By Rebecca Gilman. Directed by Sabrina Evertt. A Twenty-Something Theatre production at Studio 16 on Thursday, August 26. Continues until September 5
Twenty-Something Theatre performs an important function in Vancouver’s cultural ecology: it offers edgier scripts, including original works such as Sean Minogue’s Prodigals, and even in its name attempts to appeal to a younger demographic. Our city needs theatrical entrepreneurs like the company’s artistic director, Sabrina Evertt.

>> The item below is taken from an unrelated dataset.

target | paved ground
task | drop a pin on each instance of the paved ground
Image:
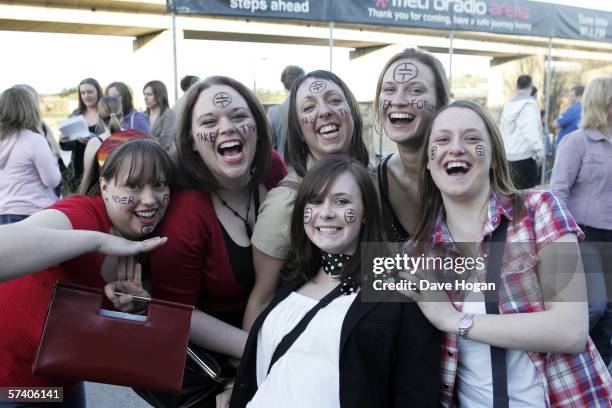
(112, 396)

I’m not sure that Vancouver really needs Rebecca Gilman’s Blue Surge, however, at least not as it’s presented in director Evertt’s interpretation.

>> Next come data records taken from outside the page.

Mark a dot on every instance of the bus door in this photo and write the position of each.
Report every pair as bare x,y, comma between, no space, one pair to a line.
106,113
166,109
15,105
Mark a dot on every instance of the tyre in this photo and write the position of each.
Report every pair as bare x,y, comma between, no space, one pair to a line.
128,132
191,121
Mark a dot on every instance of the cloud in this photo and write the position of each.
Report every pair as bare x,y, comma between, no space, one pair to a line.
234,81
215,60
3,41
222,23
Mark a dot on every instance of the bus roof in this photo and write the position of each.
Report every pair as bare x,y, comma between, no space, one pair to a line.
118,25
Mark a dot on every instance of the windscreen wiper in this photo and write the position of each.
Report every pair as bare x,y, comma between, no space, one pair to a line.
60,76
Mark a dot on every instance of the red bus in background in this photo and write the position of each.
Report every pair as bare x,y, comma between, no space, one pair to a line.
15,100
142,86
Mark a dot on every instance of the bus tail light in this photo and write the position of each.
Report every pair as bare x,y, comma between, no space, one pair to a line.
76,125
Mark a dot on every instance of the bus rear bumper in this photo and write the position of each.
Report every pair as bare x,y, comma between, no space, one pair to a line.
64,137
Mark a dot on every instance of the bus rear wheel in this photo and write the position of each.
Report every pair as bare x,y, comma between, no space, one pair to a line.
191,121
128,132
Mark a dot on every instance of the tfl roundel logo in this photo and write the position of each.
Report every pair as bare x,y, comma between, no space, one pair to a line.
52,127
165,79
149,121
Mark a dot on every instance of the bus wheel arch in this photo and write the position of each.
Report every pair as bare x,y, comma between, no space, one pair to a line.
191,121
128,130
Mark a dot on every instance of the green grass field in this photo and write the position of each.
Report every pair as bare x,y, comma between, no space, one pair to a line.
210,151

Gilman’s script tells the story of a halting romance between Curt, a small-city cop, and Sandy, the 18-year-old sex worker he meets when he tries to bust the massage parlour where she works.
Refreshingly, Gilman acknowledges that class is a factor in North American society. Curt is engaged to an artist named Beth but feels more at ease with Sandy because they both come from the underclass, which Gilman evokes with near-Dickensian flourishes: Curt’s family home reeked of dog shit and his father was a grave robber.
The play’s exploration of class is both simplistic and sentimental, however. Sandy trots out the familiar—and legitimate—argument that prostitution makes sense economically when compared to minimum-wage employment, but the script doesn’t look seriously at the psychological toll of sex work. And Curt’s endless references to his mother, who seems to have been on death’s door for decades, get tiresome.
There are some nice performances from the supporting players in this production. Claire Lindsay brings a lively intelligence and subtle responsiveness to Beth. When Curt accuses Beth of not wanting to sleep at his place because it’s not good enough for her, Beth doesn’t speak, but you can see the guilt register on her face. Chris Rosamond, who plays Curt’s horny cop pal, Doug, and Tara Pratt, who takes the role of Doug’s girlfriend, Heather, deliver freewheeling characterizations of some charm. (These characters are blessedly free of the clunky self-reflection that hobbles Curt and Sandy.)
Jeremy Leroux and Megan McGeough have trouble in those central roles. McGeough’s Sandy hits some credible moments of emotional vulnerability, but her line delivery—I think she is aiming for understatement—is mind-numbingly flat and repetitive in its rhythms. And Leroux’s Curt is a mess of fidgety gestures and superficially indicated emotion.
The second act, which contains some conflict, is better than the first, but you’ve got to wait a long time to get there.